Ces comportements de «renoncement» atteignent des proportions colossales chez les plus vulnérables. D’après les résultats du baromètre, 73 % des personnes interrogées «limitent leur consommation de produits» par manque de moyens financiers : 63 % ont renoncé à l’achat de soins hydratants (contre 55 % en 2021), 50 % à celui de rasoirs (contre 40 %), 41 % à celui de déodorant (contre 35 %) et 34 % à celui de shampoing (contre 28 %). Des chiffres en nette hausse qui illustrent un «double phénomène», selon la déléguée générale de l’association : «l’accroissement des difficultés chez les plus précaires» et une «précarisation accélérée chez des personnes jusqu’ici épargnées». Forte de ses 900 associations partenaires, la communauté Dons solidaires signale en outre que le nombre de demandeurs de produits d’hygiène au sein de son réseau a augmenté de plus de 10 % au cours de l’année 2022.

(Alice Clair)

Parmi ces enjeux majeurs de santé publique et d’isolement social, il y a évidemment la précarité menstruelle. Selon l’enquête, 2,8 millions de femmes en France se trouveraient chaque mois sans protections menstruelles suffisantes durant leurs règles. Elles étaient 1,7 million à le déclarer dans le baromètre de 2021. La situation s’aggrave, comme le constate aussi l’association Règles élémentaires dans son étude parue il y a deux semaines, et cela en dépit de l’annonce faite par la ministre de l’Enseignement supérieur de l’époque, Frédérique Vidal, de mettre gratuitement à disposition des protections jetables pour toutes les étudiantes à la rentrée 2022. Le 6 mars, la Première ministre, Elisabeth Borne, a annoncé le remboursement dès 2024 des protections périodiques réutilisables pour les moins de 25 ans.

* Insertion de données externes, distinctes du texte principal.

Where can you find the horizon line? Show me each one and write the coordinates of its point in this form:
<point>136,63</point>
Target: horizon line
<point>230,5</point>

Des parents peinent à leur offrir les produits d’hygiène essentiels à leurs enfants

Autres catégories très touchées par la précarité hygiénique : les moins de 25 ans et les très jeunes enfants. Les premiers sont deux fois plus nombreux que la population générale à confier se nettoyer le corps sans gel douche ou savon (16 % contre 8 %) ou à abandonner l’achat de papier toilette (16 % contre 6 %). Cette précarité n’est pas sans conséquence pour le quotidien et leur santé mentale : 38 % d’entre eux disent préférer «éviter ou ignorer quelqu’un en raison d’un sentiment de malaise lié à leur apparence», 39 % affirment ne pas «être bien au travail» et 37 % «ne pas sortir» pour cette même raison.

(Alice Clair)

Concernant les bébés, Dons solidaires constate que des parents peinent à leur offrir les produits d’hygiène essentiels. Déjà en 2021, 17 % confessaient ne pas changer de couches aussi fréquemment qu’ils le voudraient et plus de 14 % racontaient être contraints de mettre des couches «bricolées» ou se passer de protection dans la journée. Ces chiffres sont stables mais la nouveauté se trouve ailleurs : alors que 20 % des parents disaient, dans le deuxième baromètre, renoncer à l’achat de produits de soins (lingettes et crèmes), ils sont 28 % en 2023. «Ces catégories de produits sont une sorte de variable d’ajustement, développe Dominique Besançon. Si de plus en plus de parents font une croix sur des lingettes et des crèmes pour leur enfant, c’est la preuve d’un processus de paupérisation en cours.»